Because the initial size of our images is already so small, our modified VGG architecture begins at a humble 28x28px, which only lets us include two convolution blocks before we can't reduce the size any further.
In case you are curious, the shape of the tensor as it passes through is commented between the layers throughout the VGG class in the model.py
file.
The training and testing datasets were split into 1875 and 313 (the testing set does not divide evenly by 32) batches, respectively, with 32 images per batch. The model is trained for 5 epochs, with each epoch iterating through the data and updating the model parameters after each training batch.
As this is a multiclass classification problem, the ideal loss function is Cross-Entropy Loss, which penalizes confident misclassification and makes it well-suited for classification. The optimization method used is Stochastic Gradient Descent for its overall reliability and faster computation speed with larger datasets.

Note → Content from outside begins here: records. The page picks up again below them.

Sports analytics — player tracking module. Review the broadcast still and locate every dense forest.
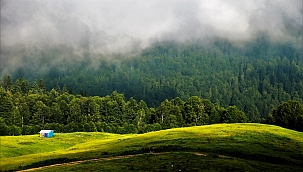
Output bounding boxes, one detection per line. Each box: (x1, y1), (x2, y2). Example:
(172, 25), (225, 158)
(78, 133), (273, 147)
(0, 34), (303, 122)
(0, 76), (247, 135)
(0, 76), (303, 135)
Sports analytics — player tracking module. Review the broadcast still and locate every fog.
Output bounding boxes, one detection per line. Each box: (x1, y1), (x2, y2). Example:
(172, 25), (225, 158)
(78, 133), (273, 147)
(0, 0), (303, 76)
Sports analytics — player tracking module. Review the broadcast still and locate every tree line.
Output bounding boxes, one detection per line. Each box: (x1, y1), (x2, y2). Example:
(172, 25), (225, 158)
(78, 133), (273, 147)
(7, 34), (303, 122)
(0, 76), (303, 135)
(0, 76), (248, 135)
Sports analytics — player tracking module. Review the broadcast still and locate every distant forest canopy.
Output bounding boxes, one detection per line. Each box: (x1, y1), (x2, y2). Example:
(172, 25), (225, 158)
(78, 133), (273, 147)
(0, 33), (303, 122)
(0, 79), (303, 135)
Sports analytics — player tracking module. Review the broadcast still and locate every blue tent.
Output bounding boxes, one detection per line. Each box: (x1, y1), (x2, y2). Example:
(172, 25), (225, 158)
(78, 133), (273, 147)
(40, 130), (54, 138)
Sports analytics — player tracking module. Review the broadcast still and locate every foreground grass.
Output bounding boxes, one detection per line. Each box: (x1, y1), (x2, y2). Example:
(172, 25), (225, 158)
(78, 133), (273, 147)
(1, 124), (303, 171)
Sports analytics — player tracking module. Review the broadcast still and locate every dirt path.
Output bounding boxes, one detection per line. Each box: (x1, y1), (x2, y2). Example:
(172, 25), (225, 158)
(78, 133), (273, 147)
(19, 152), (230, 172)
(18, 152), (169, 172)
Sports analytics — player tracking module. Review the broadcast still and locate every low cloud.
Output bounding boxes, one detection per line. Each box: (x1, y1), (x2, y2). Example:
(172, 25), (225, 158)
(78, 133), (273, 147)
(0, 0), (302, 75)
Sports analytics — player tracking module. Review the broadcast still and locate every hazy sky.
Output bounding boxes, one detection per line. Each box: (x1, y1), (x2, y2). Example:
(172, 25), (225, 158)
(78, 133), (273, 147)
(0, 0), (303, 75)
(1, 0), (302, 52)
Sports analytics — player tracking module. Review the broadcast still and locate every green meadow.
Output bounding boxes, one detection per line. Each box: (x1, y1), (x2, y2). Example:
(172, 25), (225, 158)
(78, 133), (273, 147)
(0, 124), (303, 171)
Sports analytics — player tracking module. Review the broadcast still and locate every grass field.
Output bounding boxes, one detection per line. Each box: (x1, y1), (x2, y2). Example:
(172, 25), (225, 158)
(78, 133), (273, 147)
(0, 124), (303, 171)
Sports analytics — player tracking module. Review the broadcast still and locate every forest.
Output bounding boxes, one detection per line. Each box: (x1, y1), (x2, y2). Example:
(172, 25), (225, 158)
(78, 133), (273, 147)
(0, 34), (303, 122)
(0, 76), (303, 135)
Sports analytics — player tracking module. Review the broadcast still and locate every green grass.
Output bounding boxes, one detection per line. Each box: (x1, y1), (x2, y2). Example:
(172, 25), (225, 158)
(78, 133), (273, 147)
(0, 124), (303, 171)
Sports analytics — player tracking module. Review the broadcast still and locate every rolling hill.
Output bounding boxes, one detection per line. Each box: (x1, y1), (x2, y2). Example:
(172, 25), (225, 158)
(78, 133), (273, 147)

Fun / Not Fun Fact: This project was originally just supposed to be in Google Colab, but because their free version got worse recently (they kicked me out of my session after just one hour! multiple times!) I decided to just set up a conda virtual environment for PyTorch on my machine, which ended up taking an entire afternoon + evening to do.
As expected of this dataset, the model performed quite well:
(Right) Graphs displaying train/test loss/accuracy over the 5 epochs it trained for. It seems the model had an epiphany between epochs 1 and 2.
Confusion matrix of the trained model. Very nice! The model is most confident in predicting the number 1 since it's often just a straight line.
Program output when running train.py
and saving the model to the models
directory. Results differ slightly from the notebook model due to inherent unpredictability in the training process.
By learning how to build, train, and evaluate a neural network from the ground up, I've gained the foundational machine learning skills and knowledge necessary to pursue more complex and impact-driven endeavors.
Though this was a fun project, learning everything by myself through online resources was extremely difficult and took up a lot of my time (way too much time). I look forward to continuing my learning by putting my abilities to practical use through independent data science projects and, more importantly, working with teams to solve real problems with machine learning.